# SMIRKS for Planar and Pyramidal Nitrogens

This notebook was used to check the SMIRKS I (Caitlin Bannan) wrote to separate nitrogens into planar or pyramidal nitrogens, based on work Victoria (Vickie) Lim did in the Mobley Lab with QM calculations previously.

In [2]:
from openeye import oechem
import oenotebook as oenb
import pandas as pd

** Methods **

In [3]:
def get_mol(smiles):
    """
    Returns an oemol for a given smiles
    """
    m = oechem.OEMol()
    oechem.OESmilesToMol(m,smiles)
    oechem.OEAddExplicitHydrogens(m)
    return m

In [4]:
def get_my_label(mol, typelist, replacements):
    """
    Returns the last label in a list that matches the molecule
    mol: oemol
    typelist: list of tuples with the format (smirks, label)
    """
    current_label = None
    for (smirks, label) in typelist:
        new_smirks = oechem.OESmartsLexReplace(smirks, replacements)
        ss = oechem.OESubSearch(new_smirks)
        if ss.SingleMatch(mol):
            current_label = label
    return current_label

### Reference categories

Here I am following [Vickie's documentation](https://mobleylab.slack.com/files/U1B55RSBH/F6KPMBXEU/plan2pyr.pdf)
where the planarity of tetrahedral nitrogens can be divided into 3 categories:

* Pyramidal (`pyr`): 'typical' nitrogen with an average angle of 109º
* Planar (`pla`): planar nitrogens with an average angle near 120º
* Partially planar (`part`): follow between the two categories above with angles around 115º

First, I create a dataframe with the example molecules and a column with the `'ref_type'` matching the QM calculations Vickie did last August. 

In [5]:
# dictionary of Vickie's types
vickie = {1:'pyr', 2:'pla', 3:'pla', 4:'part', 5:'pyr', 6:'part', 7:'pyr', 8:'pyr', 
          9:'part', 10:'part', 11:'pla', 12:'part'}

In [6]:
# dictionary of molecule # --> SMILES
smiles = {1:'CNC', 2:'CNC(=O)C', 3:'CNC(=O)OC', 4:'CNC(=O)NC', 
          5:'CNS(=O)(=O)C', 6:'CS(=O)(=O)Nc1ncncc1', 7:'CS(=O)(=O)Nc1ccccc1',
         8:'CNc1ccc([O-])cc1', 9:'CNc1ccc(N)cc1', 10:'CNc1ccccc1', 11:'CNc1ncncc1', 12:'CNc1ccncc1'}
labels = [l for l in smiles.keys()]
df = pd.DataFrame()

# Add data to dataframe
df['labels'] = labels
df['smiles'] = df['labels'].apply(smiles.get)
df['mols'] = df.smiles.apply(get_mol)
df['ref_type'] = df['labels'].apply(vickie.get)

# Visualize the dataframe with molecules and labels

oenb.render_dataframe(df, mol_col='mols')

Unnamed: 0,labels,smiles,mols,ref_type
0,1,CNC,,pyr
1,2,CNC(=O)C,,pla
2,3,CNC(=O)OC,,pla
3,4,CNC(=O)NC,,part
4,5,CNS(=O)(=O)C,,pyr
5,6,CS(=O)(=O)Nc1ncncc1,,part
6,7,CS(=O)(=O)Nc1ccccc1,,pyr
7,8,CNc1ccc([O-])cc1,,pyr
8,9,CNc1ccc(N)cc1,,part
9,10,CNc1ccccc1,,part


### My SMIRKS patterns

This section uses my own SMIRKS patterns.
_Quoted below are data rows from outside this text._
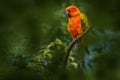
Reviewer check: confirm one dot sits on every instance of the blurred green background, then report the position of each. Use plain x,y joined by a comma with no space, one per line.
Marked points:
34,38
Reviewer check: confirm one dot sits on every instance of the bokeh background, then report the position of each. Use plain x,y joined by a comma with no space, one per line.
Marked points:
34,38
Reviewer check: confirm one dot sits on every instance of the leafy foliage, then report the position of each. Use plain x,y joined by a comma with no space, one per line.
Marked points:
34,39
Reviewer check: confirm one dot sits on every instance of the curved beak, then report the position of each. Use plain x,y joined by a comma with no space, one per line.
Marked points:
68,14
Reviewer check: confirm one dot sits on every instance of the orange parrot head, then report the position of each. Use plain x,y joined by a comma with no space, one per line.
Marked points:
72,11
74,21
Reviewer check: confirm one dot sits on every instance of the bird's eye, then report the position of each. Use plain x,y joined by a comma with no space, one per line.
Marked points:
72,10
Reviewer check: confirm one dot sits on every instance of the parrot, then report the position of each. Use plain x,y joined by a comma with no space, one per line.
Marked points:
77,23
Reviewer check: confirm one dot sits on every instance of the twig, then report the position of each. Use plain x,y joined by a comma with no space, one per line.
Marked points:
72,44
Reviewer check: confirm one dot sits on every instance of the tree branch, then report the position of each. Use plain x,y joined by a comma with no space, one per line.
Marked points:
72,44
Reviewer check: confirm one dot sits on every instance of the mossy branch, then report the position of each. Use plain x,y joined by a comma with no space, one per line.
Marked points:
72,44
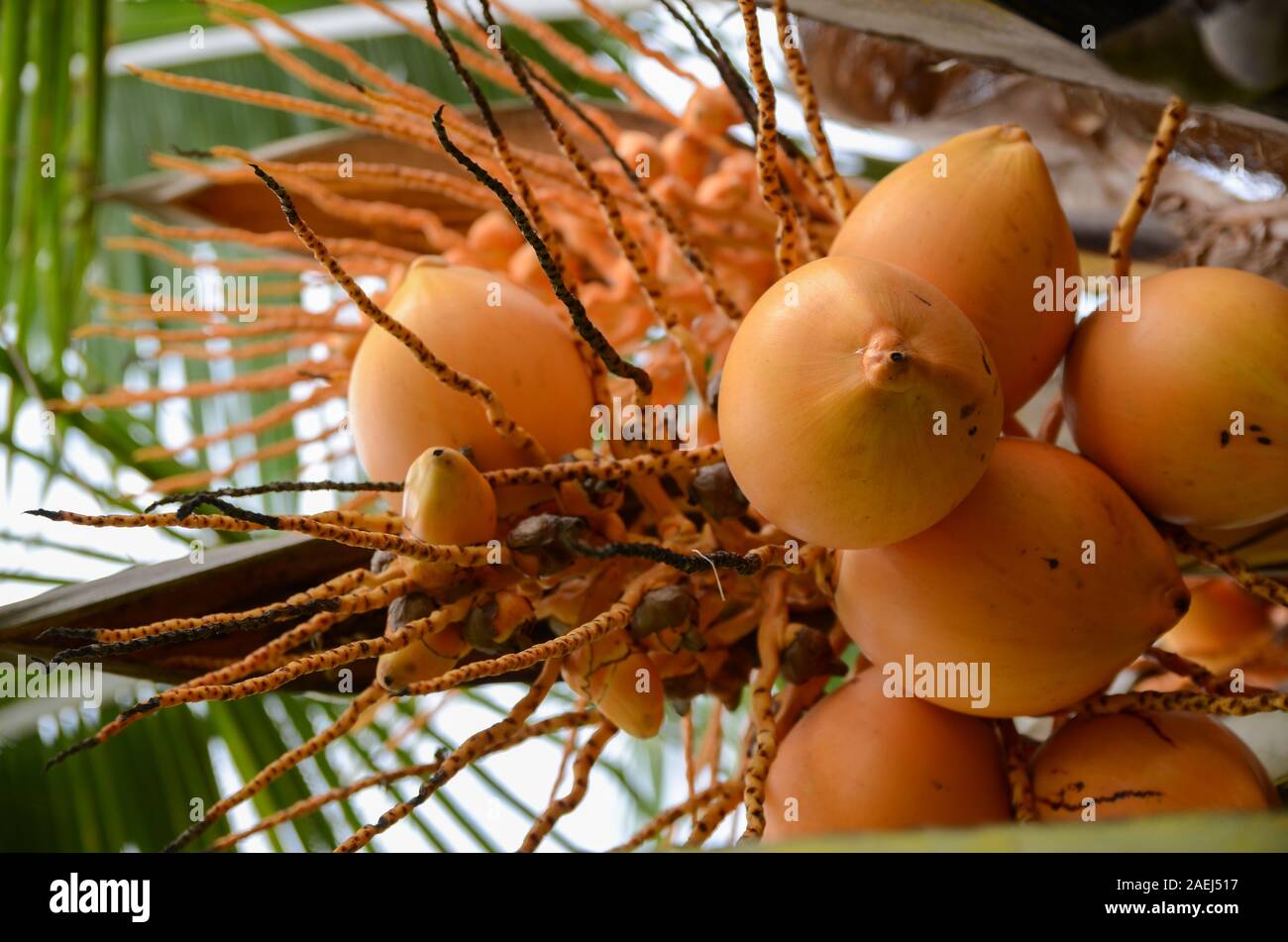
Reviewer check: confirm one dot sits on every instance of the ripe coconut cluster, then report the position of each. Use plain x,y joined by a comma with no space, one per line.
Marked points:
851,512
1033,565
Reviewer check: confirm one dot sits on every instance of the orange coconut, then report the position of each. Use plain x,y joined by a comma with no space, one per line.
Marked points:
623,683
861,761
979,219
485,327
1184,399
1046,575
1150,764
1225,627
857,404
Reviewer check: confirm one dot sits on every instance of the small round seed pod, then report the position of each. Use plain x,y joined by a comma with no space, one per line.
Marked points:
716,491
424,659
807,655
542,537
664,607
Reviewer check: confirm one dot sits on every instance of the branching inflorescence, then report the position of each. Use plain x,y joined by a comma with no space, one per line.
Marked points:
631,560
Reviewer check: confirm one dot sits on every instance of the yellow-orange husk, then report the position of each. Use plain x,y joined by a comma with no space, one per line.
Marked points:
1150,764
1151,396
833,394
1224,628
488,328
447,501
861,761
1006,581
623,683
978,218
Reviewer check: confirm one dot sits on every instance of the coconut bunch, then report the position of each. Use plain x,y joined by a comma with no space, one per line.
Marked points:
859,477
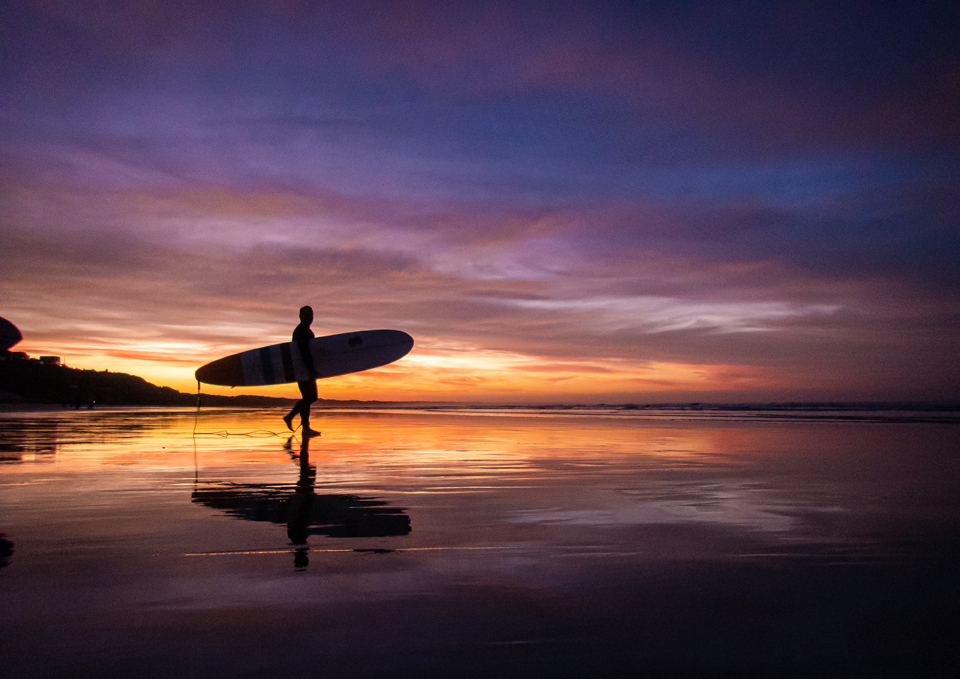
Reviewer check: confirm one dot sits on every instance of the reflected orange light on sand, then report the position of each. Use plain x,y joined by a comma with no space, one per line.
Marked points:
353,440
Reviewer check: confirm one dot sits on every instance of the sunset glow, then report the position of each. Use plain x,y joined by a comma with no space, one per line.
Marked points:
602,203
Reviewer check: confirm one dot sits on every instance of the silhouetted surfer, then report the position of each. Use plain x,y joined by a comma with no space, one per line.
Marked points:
308,388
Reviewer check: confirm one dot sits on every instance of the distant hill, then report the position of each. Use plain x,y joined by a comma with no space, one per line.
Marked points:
30,381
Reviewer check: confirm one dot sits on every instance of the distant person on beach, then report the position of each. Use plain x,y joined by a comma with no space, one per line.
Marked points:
308,388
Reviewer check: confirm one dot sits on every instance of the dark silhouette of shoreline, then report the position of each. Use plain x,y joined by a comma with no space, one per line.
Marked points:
25,381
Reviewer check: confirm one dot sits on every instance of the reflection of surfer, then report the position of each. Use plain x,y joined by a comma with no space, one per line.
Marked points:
308,388
299,507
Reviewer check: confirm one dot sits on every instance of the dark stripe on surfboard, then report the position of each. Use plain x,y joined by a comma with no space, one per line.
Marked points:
267,365
287,362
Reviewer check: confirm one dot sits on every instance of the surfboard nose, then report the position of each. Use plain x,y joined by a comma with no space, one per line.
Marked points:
225,372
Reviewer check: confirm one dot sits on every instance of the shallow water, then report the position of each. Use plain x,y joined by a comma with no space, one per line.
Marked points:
159,542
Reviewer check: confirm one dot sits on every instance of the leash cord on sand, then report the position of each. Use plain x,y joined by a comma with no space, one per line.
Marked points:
223,433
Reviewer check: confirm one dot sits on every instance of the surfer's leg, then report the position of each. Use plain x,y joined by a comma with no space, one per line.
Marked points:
288,418
308,389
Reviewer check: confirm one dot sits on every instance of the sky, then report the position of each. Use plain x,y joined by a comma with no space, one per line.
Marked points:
561,202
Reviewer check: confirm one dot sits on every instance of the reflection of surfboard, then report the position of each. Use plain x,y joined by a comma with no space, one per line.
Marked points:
333,355
9,334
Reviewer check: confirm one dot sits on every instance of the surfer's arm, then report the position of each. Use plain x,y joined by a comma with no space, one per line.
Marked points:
304,345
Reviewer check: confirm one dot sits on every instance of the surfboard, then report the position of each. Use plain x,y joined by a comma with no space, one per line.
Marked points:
333,355
9,334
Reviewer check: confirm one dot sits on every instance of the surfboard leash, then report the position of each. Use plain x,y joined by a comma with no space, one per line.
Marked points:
223,433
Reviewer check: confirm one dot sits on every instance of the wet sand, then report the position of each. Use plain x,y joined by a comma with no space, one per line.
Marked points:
441,544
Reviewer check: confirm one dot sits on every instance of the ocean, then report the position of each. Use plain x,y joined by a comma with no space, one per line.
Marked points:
683,541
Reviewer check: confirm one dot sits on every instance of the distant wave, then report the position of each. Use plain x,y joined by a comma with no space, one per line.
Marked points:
948,413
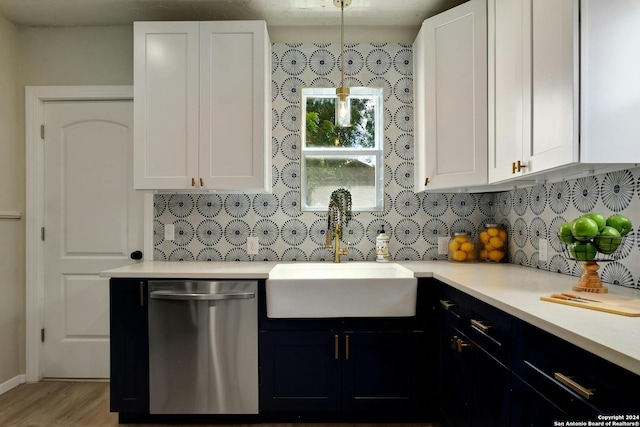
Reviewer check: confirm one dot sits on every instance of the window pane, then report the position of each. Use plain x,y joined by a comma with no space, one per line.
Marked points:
356,173
321,130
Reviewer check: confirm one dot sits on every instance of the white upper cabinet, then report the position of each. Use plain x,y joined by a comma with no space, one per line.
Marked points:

They are each assigned the same three categories as above. As with the SMIRNOFF format, these are assigned a label based on a last one wins assignment. 
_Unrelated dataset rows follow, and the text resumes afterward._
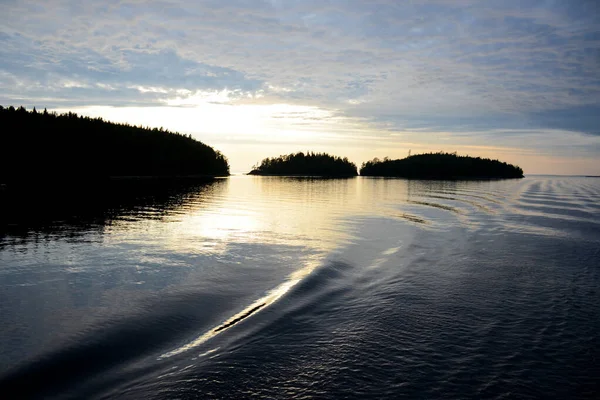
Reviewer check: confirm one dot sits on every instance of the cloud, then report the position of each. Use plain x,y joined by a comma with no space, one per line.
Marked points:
465,67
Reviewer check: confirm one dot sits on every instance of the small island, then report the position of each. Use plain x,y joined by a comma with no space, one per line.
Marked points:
309,164
447,166
45,146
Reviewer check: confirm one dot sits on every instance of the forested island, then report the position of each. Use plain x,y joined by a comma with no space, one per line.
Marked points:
309,164
48,146
441,166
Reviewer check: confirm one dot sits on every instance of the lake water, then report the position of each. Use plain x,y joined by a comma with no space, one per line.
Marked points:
266,287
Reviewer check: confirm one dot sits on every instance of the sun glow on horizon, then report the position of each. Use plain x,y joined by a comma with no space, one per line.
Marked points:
247,133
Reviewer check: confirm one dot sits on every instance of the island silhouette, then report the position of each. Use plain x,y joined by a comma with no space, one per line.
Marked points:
40,146
50,147
446,166
309,164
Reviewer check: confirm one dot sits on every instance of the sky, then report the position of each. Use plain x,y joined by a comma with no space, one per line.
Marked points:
516,80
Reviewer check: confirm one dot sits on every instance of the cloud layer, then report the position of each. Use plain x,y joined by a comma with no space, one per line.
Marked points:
488,70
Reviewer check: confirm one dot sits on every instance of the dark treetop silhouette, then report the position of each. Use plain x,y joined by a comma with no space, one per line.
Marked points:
41,145
441,166
310,164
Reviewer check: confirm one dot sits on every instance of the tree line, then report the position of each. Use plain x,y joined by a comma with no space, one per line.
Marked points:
441,166
50,145
315,164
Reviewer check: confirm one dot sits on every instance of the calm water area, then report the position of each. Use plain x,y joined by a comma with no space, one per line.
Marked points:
268,287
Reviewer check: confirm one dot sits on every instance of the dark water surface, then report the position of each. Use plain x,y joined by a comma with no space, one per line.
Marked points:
265,287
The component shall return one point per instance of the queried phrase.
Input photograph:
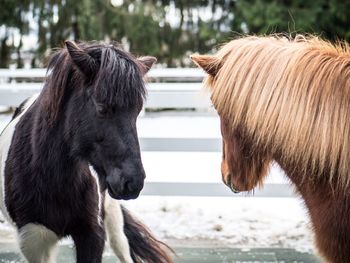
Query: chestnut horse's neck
(329, 210)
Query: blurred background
(184, 201)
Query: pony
(70, 152)
(287, 100)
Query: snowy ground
(239, 222)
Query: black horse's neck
(51, 145)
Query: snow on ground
(239, 222)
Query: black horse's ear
(85, 63)
(210, 64)
(146, 63)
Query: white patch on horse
(114, 223)
(38, 243)
(95, 176)
(5, 145)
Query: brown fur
(288, 100)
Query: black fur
(19, 109)
(78, 119)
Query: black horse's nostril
(230, 184)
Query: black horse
(65, 147)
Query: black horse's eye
(101, 110)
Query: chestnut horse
(288, 101)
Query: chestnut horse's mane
(292, 96)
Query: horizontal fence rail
(167, 88)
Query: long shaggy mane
(117, 81)
(292, 96)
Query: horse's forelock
(117, 81)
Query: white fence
(167, 88)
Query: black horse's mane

I created two new replacement patterns; right now these are written exclusively for the specific example molecules with these two categories:

* aromatic electron donating group (`aro_edg`): This seems to only work with "EXTRA" electron donating groups, `[O-1]` in this case
* aromatic electron withdrawing group (`aro_ewg`): Aromatic rings that are electron withdrawing, the pyrimidine in this case. 
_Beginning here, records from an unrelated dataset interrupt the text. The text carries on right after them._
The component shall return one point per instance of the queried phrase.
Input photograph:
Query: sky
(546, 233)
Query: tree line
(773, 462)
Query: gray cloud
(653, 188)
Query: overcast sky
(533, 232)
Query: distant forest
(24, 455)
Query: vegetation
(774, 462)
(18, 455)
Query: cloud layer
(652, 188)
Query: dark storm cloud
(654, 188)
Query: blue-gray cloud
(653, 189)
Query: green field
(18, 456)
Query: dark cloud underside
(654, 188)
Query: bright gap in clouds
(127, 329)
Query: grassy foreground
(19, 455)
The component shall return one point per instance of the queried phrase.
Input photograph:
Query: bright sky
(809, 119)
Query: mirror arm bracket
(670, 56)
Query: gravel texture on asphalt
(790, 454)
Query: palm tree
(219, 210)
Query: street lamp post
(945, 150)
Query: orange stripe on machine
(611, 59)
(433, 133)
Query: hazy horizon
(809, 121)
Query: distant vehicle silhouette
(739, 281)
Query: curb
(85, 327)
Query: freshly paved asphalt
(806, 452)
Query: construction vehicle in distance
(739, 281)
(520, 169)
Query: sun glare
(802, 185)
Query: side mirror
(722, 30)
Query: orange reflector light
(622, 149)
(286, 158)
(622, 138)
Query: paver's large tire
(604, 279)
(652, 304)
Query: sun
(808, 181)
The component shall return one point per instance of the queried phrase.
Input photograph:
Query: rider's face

If we were going to actually fit these parameters we would want to more carefully identify what things should fall into the two categories above. However, these SMIRKS patterns can still demonstrate how the SMIRNOFF format allows for more complex chemistry to easilly be added to a force field. 

In [7]:
# Replacement strings 
replace = [
    ('aro_edg', '[#6a$(*1ccc(-[#8-1X1])cc1)]'),
    ('aro_ewg', '[#6a$(*1ncncc1)]')
]

smirks_list = [
    ('[*:1]-[#7X3:2](-[*:3])-[*:4]', 'pyr'),
    ('[*:1]-[#7X3:2](-[#6X3:3]=O)-[*:4]', 'pla'),
    ('[*:1]-[#7X3:2](-[#6X3:3](=[#8])-[#7])-[*:4]', 'part'),
    ('[*:1]-[#7X3:2](-[#6a:3])-[*:4]', 'part'),
    ('[*:1]-[#7X3:2](-[$aro_edg:3])-[*:4]', 'pyr'),
    ('[*:1]-[#7X3:2](-[$aro_ewg:3])-[*:4]', 'pla'),
    ('[#16$(*(=O)=O):1]-[#7X3:2](-[#6a:3])-[*:4]', 'pyr'),
    ('[#16$(*(=O)=O):1]-[#7X3:2](-[$aro_ewg:3])-[*:4]', 'part'),
]

# Assign
df['assigned_type'] = df['mols'].apply(lambda x: get_my_label(x, smirks_list, replace))

**Check that all assigned types match Vickie's categories**

If there are any disagreements then those lines from the dataframe above will be shown below

In [8]:
mismatch = df[df[['ref_type', 'assigned_type']].apply(lambda x: x[0] != x[1], axis=1)]
oenb.render_dataframe(mismatch, mol_col='mols')

Unnamed: 0,labels,smiles,mols,ref_type,assigned_type